I experimented with many ways of creating before finding a home in printmaking. I have painted, whittled, embroidered, and sculpted. I have bound books, woven wall hangings, painted murals, and sketched portraits.
I can’t say for sure what it was that drew me to printmaking. What I know with certainty is that since then, I have never doubted that this is my creative home.
Where my roots are growing
I am continually evolving in my creative process as I seek to align it more closely with my truest self. The most fitting language I have found for my work is borrowed from a gifted Polish printmaker named Aga Kubish.
She writes in an article on her process, “Human Rooting is an embodied practice of establishing presence within complexity.”
For me, this means making a home for myself in each of my prints. It means surrendering my hopes, fears, and especially my uncertainty to the process.
Kubish elaborates on the impact of Human Rooting.

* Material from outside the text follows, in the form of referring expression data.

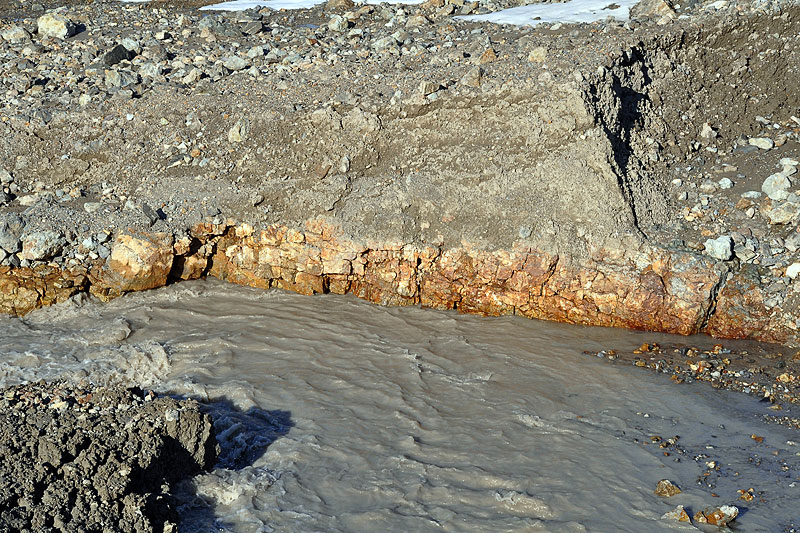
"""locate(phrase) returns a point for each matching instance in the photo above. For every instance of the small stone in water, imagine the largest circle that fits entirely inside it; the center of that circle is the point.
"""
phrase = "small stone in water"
(665, 488)
(679, 514)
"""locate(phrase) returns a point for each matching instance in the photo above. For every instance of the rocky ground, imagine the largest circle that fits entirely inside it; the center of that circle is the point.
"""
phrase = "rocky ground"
(90, 458)
(765, 372)
(636, 174)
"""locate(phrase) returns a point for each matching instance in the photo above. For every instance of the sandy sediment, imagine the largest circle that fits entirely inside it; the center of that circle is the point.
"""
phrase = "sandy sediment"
(538, 179)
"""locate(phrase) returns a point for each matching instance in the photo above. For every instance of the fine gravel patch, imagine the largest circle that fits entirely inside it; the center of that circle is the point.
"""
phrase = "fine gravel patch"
(86, 458)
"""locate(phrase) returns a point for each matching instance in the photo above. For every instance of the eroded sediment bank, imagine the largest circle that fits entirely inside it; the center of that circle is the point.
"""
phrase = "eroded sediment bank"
(644, 288)
(540, 187)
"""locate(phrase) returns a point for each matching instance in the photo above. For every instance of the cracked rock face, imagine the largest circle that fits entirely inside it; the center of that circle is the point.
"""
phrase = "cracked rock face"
(92, 459)
(538, 184)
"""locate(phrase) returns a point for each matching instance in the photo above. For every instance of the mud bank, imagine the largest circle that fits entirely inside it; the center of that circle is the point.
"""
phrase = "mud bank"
(96, 458)
(534, 180)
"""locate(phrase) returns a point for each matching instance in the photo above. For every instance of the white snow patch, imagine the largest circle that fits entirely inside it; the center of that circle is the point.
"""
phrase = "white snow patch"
(530, 15)
(240, 5)
(573, 11)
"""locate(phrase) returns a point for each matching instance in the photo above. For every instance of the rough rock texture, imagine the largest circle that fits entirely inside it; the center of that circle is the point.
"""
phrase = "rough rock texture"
(639, 287)
(547, 182)
(95, 458)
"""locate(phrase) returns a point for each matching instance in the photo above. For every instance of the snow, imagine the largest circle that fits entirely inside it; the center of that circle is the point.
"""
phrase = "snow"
(573, 11)
(240, 5)
(530, 15)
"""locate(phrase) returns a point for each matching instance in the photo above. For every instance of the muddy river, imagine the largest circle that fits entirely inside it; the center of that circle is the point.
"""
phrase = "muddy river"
(336, 415)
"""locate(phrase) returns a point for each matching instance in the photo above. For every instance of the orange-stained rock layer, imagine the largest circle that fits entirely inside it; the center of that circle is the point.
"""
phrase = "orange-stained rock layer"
(654, 289)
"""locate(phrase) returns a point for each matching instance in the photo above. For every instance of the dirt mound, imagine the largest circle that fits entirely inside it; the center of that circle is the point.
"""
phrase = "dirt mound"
(96, 458)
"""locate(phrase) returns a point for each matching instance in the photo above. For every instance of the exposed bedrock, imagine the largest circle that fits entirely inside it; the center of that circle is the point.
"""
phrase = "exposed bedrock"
(639, 287)
(545, 197)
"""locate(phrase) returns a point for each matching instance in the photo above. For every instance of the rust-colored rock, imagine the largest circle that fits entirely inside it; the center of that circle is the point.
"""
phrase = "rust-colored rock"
(647, 288)
(25, 289)
(741, 311)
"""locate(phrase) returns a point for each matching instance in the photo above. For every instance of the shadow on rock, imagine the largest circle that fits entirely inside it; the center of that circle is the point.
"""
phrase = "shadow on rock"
(243, 437)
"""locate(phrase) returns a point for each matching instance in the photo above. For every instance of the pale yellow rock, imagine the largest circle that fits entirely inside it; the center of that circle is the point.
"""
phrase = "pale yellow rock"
(56, 25)
(139, 262)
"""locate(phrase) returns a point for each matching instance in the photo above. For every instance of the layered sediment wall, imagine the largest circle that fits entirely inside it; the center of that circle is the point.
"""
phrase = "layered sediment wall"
(546, 193)
(645, 288)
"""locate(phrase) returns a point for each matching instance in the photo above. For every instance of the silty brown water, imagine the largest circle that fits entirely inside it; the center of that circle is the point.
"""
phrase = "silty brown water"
(335, 415)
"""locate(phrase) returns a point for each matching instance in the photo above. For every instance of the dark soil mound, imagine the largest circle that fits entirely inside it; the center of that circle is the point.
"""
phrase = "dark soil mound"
(96, 458)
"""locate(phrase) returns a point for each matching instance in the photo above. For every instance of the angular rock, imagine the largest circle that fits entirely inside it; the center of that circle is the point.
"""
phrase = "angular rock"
(721, 516)
(235, 63)
(15, 34)
(720, 248)
(120, 78)
(42, 245)
(338, 23)
(239, 131)
(473, 77)
(762, 143)
(679, 514)
(784, 212)
(652, 8)
(665, 488)
(776, 187)
(138, 262)
(56, 25)
(117, 54)
(538, 55)
(9, 240)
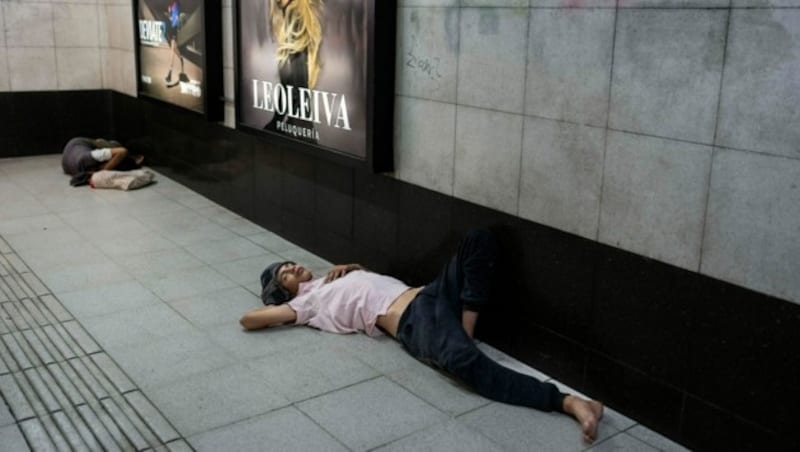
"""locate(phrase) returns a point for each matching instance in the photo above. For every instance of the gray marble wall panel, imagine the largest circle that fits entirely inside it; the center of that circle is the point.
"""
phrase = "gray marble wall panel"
(31, 68)
(491, 64)
(2, 26)
(5, 83)
(495, 3)
(562, 169)
(424, 146)
(427, 53)
(667, 69)
(569, 64)
(119, 20)
(753, 226)
(765, 3)
(654, 197)
(429, 3)
(674, 3)
(78, 68)
(76, 25)
(761, 88)
(573, 3)
(488, 148)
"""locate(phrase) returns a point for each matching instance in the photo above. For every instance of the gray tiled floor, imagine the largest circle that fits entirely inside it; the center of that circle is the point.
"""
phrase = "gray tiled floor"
(158, 278)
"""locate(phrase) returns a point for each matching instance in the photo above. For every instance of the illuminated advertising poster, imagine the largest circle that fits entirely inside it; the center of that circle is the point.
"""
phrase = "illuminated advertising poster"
(303, 71)
(172, 51)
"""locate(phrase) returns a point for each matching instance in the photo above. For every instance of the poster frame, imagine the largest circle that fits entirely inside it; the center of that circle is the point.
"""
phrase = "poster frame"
(380, 92)
(213, 100)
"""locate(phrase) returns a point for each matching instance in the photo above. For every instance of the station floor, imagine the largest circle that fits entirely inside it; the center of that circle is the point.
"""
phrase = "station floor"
(120, 331)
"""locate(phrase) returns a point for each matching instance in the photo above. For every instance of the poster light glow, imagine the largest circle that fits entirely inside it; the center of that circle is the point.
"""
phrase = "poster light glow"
(303, 68)
(172, 51)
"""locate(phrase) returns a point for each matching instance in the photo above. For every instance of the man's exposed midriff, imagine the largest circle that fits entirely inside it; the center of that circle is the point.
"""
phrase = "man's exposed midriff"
(391, 319)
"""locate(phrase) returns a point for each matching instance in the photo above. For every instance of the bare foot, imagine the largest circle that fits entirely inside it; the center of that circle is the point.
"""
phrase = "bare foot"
(588, 414)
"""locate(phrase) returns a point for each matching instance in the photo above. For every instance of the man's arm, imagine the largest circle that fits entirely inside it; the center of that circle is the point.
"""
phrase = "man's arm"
(117, 156)
(468, 321)
(268, 316)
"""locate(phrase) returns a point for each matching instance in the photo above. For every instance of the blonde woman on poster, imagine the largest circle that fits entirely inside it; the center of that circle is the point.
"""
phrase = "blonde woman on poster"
(297, 31)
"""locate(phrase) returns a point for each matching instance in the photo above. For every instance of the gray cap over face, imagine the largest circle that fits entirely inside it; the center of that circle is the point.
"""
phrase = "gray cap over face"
(271, 290)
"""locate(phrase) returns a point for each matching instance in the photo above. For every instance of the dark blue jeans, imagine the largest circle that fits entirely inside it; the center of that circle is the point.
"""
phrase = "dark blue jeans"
(430, 329)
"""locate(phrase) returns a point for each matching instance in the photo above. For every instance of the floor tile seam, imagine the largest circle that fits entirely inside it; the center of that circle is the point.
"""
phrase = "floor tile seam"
(627, 432)
(320, 426)
(430, 427)
(378, 375)
(64, 392)
(86, 355)
(52, 350)
(116, 422)
(484, 403)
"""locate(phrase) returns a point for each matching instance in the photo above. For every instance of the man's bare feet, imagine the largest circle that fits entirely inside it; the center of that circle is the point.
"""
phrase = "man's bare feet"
(588, 414)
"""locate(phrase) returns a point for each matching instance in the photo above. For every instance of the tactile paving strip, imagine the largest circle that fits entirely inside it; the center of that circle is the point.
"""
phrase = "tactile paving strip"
(63, 391)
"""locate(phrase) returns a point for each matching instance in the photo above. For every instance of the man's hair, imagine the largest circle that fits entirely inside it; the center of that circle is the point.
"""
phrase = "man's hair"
(271, 290)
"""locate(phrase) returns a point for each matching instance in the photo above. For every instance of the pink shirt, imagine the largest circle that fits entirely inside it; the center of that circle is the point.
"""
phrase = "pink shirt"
(346, 305)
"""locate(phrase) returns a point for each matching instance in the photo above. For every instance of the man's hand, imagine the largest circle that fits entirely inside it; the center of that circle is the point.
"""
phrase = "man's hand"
(341, 270)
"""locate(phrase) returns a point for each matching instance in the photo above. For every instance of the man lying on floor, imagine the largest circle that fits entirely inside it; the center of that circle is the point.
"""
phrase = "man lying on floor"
(433, 323)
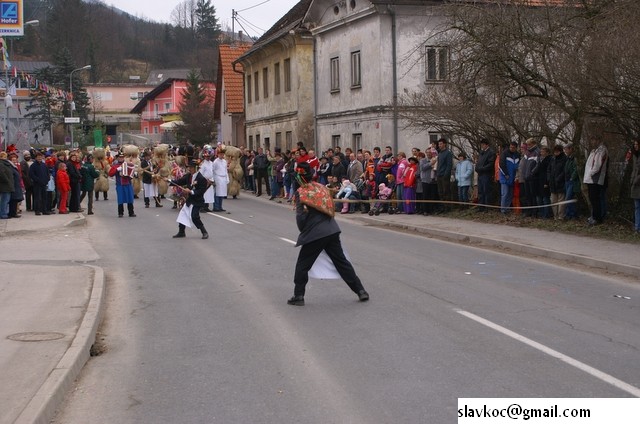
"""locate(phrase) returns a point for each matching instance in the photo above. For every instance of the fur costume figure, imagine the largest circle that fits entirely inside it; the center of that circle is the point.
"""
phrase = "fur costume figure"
(101, 164)
(178, 169)
(161, 161)
(132, 155)
(232, 155)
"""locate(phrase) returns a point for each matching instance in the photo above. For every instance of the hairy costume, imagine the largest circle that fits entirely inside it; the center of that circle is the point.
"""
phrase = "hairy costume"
(161, 162)
(232, 156)
(101, 164)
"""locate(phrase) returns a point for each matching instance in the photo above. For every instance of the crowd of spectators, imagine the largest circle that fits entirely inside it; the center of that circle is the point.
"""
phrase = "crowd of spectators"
(525, 178)
(44, 182)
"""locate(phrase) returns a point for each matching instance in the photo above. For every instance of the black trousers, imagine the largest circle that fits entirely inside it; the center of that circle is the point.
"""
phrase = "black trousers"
(195, 217)
(595, 198)
(310, 252)
(40, 199)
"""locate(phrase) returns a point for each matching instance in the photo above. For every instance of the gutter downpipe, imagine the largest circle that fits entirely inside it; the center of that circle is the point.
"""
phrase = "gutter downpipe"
(315, 99)
(394, 56)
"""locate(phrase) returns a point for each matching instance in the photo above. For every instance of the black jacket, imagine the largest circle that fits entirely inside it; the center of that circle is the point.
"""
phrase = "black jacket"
(199, 186)
(313, 224)
(486, 162)
(39, 174)
(6, 176)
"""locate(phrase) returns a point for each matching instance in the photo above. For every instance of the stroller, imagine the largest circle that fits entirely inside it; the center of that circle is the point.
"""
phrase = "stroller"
(384, 193)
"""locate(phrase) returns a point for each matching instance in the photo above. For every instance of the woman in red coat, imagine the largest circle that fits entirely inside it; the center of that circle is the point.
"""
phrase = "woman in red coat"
(63, 185)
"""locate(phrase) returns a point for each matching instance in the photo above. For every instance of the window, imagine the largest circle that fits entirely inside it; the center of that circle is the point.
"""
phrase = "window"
(355, 70)
(249, 88)
(437, 63)
(265, 82)
(276, 78)
(287, 75)
(335, 74)
(288, 136)
(356, 142)
(256, 90)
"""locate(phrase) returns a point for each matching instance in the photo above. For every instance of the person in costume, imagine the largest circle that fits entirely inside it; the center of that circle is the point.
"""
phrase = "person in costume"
(220, 180)
(194, 184)
(89, 175)
(206, 169)
(102, 165)
(124, 172)
(149, 180)
(319, 232)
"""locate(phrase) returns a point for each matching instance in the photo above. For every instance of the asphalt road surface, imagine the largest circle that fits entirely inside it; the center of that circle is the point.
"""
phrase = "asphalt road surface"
(198, 331)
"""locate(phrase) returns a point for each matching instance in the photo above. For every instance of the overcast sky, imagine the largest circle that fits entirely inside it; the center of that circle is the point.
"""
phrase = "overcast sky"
(255, 16)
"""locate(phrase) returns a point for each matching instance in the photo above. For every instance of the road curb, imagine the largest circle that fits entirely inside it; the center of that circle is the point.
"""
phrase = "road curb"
(42, 407)
(511, 246)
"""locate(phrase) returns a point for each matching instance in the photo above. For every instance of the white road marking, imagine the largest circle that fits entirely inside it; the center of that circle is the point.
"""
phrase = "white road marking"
(224, 217)
(554, 353)
(287, 240)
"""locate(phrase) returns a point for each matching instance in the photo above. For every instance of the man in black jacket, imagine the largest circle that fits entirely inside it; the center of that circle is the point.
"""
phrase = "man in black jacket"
(485, 167)
(318, 232)
(75, 178)
(39, 175)
(194, 185)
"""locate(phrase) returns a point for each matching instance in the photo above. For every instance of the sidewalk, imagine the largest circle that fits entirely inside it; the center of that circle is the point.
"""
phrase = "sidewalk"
(50, 309)
(47, 326)
(610, 256)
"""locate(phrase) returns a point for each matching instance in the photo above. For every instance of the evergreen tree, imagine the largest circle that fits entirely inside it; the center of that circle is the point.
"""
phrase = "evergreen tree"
(197, 113)
(44, 108)
(207, 25)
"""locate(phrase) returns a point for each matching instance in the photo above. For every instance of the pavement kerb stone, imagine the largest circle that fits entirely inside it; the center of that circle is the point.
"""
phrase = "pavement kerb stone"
(42, 407)
(512, 246)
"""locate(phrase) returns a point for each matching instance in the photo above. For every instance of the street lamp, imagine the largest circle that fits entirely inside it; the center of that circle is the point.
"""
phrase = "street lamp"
(72, 105)
(8, 101)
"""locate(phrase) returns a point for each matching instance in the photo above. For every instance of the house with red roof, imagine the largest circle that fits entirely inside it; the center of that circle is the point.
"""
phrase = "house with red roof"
(229, 105)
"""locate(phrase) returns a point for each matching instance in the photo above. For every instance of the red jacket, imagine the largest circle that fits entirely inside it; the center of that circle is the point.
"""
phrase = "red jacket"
(62, 181)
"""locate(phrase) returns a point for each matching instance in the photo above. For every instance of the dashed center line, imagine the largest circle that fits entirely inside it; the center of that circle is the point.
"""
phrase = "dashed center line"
(554, 353)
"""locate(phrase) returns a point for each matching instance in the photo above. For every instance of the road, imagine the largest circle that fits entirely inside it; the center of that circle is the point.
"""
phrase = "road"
(198, 331)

It is “a human line moving through a larger system.”
It is me moving through the stories of my ancestors, moving through the sprits of the trees, the water, the earth itself.
Aga Kubish’s words, while complex and filled with meaning, reflect the simple ethos of my artistry and that of many others. Her article rewrites the narrative of printmaking as mere contrast between positive and negative space. It is relational, compelling, embodied.
All art is a vessel for meaning. This is what printmaking means to me.